The dental midline can be split into a maxillary midline and a mandibular midline. The maxillary midlines begins from the philtrum (groove between the nose and the upper lip) and terminates at the lower border of the upper lip. Ideally, the mandibular midline continues from the termination of the maxillary midline and terminates at the lower border of chin. Together, these two midlines govern the symmetrical division of the teeth, lips and the musculature around the mouth.
During the development of the human embryo, genetic commands and interactions between various cells ensure that the symmetry is maintained. If these processes are impaired, the facial symmetry will be directly affected. Developmental processes when hindered, will result in syndromes that will subsequently affect the symmetry of the face and the mouth. Over the period of time, these asymmetries affect the oral cavity, resulting in the teeth deviating from the dental midline, causing a "midline shift."
The different types of teeth starting from the dental midline are central incisors, lateral incisors, canines, premolars and molars. These teeth erupt symmetrically on both sides of the dental midline. These teeth shift from the midline due to many reasons including the genetic reason mentioned above. The other reasons include abnormal dimensions of the teeth, rotated teeth, premature loss of milk teeth, teeth fused to underlying bone and traumatic incidents.
A dentist can diagnose a midline shift of the teeth simply through clinical observation or through different types of x-rays. Further approaches involve taking photographs of the face from various angles. These photographs can later be the nidus to trace the progression of the treatment.
Depending on the age of the patient, a dentist formulates a treatment plan to bring back the teeth following the dental midline. The treatment plan will also be based on the extent of the midline shift.
Dentists can give an appliance that patients are supposed to wear in order to move the teeth in the desired location. These appliances work by gradually acting on the tooth and the surrounding ligament to move the teeth. Long term treatments can also involve placement of braces on teeth which can tip the tooth in the desired direction.

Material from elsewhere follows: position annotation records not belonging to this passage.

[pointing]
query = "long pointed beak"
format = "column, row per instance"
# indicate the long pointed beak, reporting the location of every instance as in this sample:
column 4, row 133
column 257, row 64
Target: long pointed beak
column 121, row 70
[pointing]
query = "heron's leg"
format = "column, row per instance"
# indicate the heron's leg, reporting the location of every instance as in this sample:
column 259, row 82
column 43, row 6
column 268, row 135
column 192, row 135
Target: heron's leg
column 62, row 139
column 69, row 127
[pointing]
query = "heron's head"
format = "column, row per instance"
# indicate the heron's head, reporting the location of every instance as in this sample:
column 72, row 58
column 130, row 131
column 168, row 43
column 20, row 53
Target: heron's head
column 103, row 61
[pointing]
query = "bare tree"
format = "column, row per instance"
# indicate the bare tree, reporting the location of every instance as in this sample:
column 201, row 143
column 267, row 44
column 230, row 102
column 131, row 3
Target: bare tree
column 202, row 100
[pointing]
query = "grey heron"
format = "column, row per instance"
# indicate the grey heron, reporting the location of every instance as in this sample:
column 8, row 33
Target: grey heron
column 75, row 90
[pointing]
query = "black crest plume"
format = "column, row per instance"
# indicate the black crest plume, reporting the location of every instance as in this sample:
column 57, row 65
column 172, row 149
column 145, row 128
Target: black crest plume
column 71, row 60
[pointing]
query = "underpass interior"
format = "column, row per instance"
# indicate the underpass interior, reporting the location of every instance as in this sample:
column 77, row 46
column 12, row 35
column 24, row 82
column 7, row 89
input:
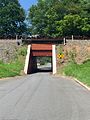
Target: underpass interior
column 44, row 64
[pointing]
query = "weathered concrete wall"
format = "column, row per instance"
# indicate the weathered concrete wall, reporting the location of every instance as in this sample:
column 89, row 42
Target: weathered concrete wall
column 8, row 49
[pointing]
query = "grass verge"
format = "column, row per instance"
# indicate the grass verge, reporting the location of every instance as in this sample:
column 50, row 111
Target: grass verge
column 81, row 72
column 14, row 67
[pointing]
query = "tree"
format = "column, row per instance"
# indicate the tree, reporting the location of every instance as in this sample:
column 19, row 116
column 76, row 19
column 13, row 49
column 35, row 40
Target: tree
column 12, row 18
column 56, row 18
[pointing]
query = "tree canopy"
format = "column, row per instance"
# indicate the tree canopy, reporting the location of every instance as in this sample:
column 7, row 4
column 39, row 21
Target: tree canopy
column 12, row 18
column 60, row 17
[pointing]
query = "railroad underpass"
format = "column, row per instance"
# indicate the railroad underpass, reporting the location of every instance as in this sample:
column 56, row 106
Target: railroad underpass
column 36, row 51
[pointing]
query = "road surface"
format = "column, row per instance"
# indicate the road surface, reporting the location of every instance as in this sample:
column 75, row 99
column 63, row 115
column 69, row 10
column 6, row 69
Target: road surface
column 42, row 96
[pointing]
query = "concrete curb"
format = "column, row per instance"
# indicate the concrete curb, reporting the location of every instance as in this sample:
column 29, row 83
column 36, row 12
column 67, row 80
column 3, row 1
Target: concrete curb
column 82, row 84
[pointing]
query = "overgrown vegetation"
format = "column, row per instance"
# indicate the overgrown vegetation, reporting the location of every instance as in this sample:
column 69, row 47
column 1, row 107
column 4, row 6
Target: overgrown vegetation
column 79, row 71
column 72, row 67
column 14, row 67
column 55, row 18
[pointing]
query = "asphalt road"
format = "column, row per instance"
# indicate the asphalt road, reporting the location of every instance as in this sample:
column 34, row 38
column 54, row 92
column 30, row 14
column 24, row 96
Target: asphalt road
column 42, row 96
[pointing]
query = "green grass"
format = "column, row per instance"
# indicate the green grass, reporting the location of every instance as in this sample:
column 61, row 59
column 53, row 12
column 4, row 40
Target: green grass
column 14, row 67
column 10, row 69
column 81, row 72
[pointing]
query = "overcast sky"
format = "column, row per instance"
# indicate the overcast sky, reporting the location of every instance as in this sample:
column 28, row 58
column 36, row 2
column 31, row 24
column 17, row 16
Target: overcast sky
column 27, row 3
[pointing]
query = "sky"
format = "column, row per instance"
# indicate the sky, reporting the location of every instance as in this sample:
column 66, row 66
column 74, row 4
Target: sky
column 26, row 4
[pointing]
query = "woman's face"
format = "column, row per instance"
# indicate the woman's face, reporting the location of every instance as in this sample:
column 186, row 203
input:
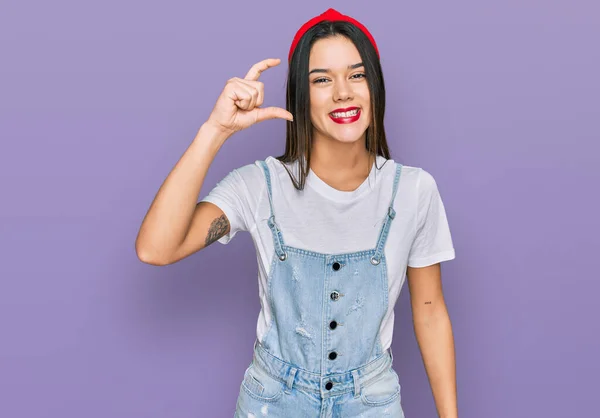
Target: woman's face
column 338, row 83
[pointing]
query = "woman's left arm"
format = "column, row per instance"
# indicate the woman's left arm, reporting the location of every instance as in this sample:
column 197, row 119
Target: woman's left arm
column 433, row 331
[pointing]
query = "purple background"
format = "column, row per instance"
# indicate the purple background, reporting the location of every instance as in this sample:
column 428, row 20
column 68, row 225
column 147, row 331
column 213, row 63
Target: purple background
column 99, row 100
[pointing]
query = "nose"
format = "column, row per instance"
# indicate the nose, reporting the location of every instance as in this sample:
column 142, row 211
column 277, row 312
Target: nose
column 342, row 91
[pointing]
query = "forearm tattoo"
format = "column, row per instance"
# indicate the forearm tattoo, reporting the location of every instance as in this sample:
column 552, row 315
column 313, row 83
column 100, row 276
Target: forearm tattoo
column 217, row 229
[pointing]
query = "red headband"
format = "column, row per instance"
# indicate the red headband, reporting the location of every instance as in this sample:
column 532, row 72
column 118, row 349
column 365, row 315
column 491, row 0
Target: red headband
column 333, row 15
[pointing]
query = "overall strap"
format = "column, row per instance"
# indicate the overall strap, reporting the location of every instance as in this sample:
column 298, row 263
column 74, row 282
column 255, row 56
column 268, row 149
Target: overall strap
column 391, row 213
column 277, row 236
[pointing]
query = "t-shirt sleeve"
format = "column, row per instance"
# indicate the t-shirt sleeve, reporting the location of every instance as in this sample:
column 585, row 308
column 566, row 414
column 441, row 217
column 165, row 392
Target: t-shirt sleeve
column 232, row 195
column 433, row 242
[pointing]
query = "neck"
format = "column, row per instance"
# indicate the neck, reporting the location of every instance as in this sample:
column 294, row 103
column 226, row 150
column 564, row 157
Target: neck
column 343, row 165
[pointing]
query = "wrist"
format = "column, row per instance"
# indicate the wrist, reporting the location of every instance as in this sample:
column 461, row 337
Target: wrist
column 212, row 135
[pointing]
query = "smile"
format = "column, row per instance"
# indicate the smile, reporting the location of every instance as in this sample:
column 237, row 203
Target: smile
column 345, row 117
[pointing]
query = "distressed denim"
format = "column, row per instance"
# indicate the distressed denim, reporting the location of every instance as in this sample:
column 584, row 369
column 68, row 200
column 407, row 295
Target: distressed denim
column 322, row 356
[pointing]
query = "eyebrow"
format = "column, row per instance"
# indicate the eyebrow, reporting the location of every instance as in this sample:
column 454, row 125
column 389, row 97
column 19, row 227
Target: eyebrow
column 324, row 70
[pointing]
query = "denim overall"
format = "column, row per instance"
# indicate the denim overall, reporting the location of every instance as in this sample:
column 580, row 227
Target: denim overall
column 322, row 356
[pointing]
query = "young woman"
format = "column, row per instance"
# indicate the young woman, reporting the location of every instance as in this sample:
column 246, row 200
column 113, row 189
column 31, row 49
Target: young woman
column 337, row 226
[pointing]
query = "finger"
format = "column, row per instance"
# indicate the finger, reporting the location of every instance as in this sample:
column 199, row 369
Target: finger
column 242, row 97
column 273, row 113
column 259, row 67
column 259, row 87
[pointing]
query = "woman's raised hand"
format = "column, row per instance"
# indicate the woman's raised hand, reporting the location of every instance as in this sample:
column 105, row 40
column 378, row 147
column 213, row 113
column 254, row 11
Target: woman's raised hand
column 238, row 106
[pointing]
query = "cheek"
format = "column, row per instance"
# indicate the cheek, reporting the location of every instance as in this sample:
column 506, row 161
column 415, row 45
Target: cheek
column 317, row 105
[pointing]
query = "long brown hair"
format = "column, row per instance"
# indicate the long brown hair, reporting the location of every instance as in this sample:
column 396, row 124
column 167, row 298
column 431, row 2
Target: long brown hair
column 298, row 142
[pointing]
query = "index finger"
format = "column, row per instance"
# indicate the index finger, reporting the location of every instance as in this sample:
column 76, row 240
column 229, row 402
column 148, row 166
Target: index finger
column 261, row 66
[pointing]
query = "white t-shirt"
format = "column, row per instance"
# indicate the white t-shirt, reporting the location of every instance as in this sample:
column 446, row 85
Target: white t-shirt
column 326, row 220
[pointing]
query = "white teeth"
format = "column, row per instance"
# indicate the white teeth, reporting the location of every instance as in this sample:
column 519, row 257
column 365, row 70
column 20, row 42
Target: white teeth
column 345, row 114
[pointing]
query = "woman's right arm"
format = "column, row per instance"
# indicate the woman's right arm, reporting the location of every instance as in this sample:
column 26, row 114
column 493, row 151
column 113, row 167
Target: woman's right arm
column 175, row 225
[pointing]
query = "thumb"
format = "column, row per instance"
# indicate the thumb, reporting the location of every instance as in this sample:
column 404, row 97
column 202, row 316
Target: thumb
column 273, row 113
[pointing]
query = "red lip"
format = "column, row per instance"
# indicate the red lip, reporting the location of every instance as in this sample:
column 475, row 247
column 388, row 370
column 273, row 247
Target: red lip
column 344, row 110
column 350, row 119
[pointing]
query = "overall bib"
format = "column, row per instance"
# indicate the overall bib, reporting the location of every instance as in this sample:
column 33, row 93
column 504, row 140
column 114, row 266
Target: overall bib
column 322, row 356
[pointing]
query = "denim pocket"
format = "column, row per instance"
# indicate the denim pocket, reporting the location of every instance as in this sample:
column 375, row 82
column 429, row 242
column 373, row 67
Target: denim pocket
column 382, row 390
column 259, row 385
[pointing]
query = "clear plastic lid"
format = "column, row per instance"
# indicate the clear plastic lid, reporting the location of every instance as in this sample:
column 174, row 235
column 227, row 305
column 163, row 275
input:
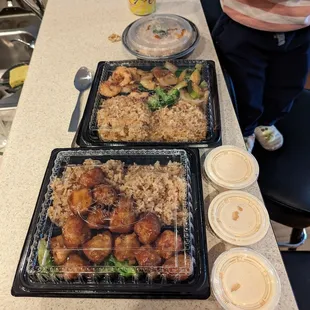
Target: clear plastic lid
column 231, row 167
column 160, row 35
column 243, row 279
column 238, row 218
column 113, row 220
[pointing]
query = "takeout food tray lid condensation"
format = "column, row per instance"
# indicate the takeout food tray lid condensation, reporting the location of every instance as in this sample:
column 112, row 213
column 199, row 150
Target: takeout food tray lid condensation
column 238, row 218
column 244, row 279
column 160, row 35
column 113, row 261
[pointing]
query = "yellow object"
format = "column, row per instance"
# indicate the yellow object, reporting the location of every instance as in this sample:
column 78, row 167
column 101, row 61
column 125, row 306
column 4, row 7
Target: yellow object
column 18, row 76
column 142, row 7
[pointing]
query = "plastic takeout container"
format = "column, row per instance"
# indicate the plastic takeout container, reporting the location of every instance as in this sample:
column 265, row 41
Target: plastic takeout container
column 230, row 167
column 89, row 136
column 94, row 235
column 238, row 218
column 243, row 279
column 161, row 36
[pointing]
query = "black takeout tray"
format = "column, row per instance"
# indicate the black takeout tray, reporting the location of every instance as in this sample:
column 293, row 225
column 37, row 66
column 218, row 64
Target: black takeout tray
column 195, row 287
column 88, row 133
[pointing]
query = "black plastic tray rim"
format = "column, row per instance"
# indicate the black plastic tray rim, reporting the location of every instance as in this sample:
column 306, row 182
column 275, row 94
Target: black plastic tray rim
column 84, row 138
column 21, row 288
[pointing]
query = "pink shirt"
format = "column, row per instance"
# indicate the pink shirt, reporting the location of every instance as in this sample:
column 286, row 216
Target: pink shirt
column 269, row 15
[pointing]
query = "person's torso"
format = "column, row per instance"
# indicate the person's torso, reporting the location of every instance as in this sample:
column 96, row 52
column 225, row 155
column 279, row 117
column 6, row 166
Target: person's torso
column 269, row 15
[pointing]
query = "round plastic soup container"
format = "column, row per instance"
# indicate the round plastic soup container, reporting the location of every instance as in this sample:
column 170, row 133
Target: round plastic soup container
column 242, row 279
column 142, row 7
column 238, row 218
column 230, row 167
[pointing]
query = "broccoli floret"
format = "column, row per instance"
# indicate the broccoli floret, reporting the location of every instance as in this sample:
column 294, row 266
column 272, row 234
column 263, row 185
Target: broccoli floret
column 161, row 99
column 44, row 256
column 154, row 102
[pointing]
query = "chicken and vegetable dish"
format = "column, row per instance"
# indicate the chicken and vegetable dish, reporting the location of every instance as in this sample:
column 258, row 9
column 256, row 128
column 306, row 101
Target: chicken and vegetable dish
column 120, row 219
column 166, row 104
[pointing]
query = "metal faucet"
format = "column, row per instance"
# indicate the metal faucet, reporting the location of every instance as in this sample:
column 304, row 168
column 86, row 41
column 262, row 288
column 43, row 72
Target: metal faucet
column 31, row 44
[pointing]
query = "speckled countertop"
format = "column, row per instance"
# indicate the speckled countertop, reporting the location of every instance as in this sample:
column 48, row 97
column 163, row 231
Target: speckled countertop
column 74, row 33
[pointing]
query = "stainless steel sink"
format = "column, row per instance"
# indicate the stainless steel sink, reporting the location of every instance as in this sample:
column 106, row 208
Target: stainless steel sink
column 18, row 32
column 12, row 49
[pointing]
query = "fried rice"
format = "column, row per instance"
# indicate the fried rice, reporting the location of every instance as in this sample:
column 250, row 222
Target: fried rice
column 154, row 188
column 123, row 118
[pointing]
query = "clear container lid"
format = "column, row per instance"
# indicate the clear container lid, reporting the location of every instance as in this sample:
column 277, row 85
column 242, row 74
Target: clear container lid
column 238, row 218
column 105, row 218
column 243, row 279
column 160, row 35
column 231, row 167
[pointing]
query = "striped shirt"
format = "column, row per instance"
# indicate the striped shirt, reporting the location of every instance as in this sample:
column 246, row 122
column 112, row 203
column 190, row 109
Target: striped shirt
column 269, row 15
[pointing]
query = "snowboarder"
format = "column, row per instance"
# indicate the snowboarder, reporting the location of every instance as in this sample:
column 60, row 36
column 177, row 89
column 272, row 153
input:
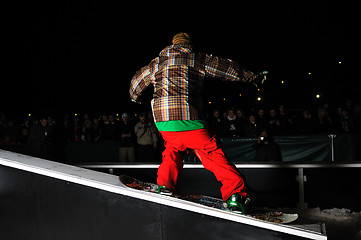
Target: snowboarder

The above mentioned treatments are possible only if there is room for the teeth to move in the arch they are placed. Moreover, since these movements affect the bone as well, it can also have an effect on the facial architecture. Thus, the amount of force exerted by those appliances are in a certain limit. In case there is absolutely no room for the movement of teeth in a case of midline shift, the dentist might consider extraction of a tooth and later utilize the created space for teeth movement in order to correct a midline shift.
A shift in the dental midline often leads to an improper bite. The upper and lower teeth fail to occlude with each other and the resultant bite is termed as a "crossbite." In order to rectify this, treatment options range from appliances acting on the teeth and the underlying bones to surgical approaches that involve repositioning the bone itself.
One of the most famous examples of midline shift can be seen in Hollywood actor Tom Cruise. The actor has his right central incisor right in the midline of the nose. Yet, very few are able to notice this and people still find his smile adorable. It is important for the dentist to recognize what proportions and ratios might work favourably for each individual. This should be decided after discussing with the patient how invasive each procedure can be. Thus, midline shift of teeth should be aptly diagnosed and treated depending on the status quo of the patient's dentition.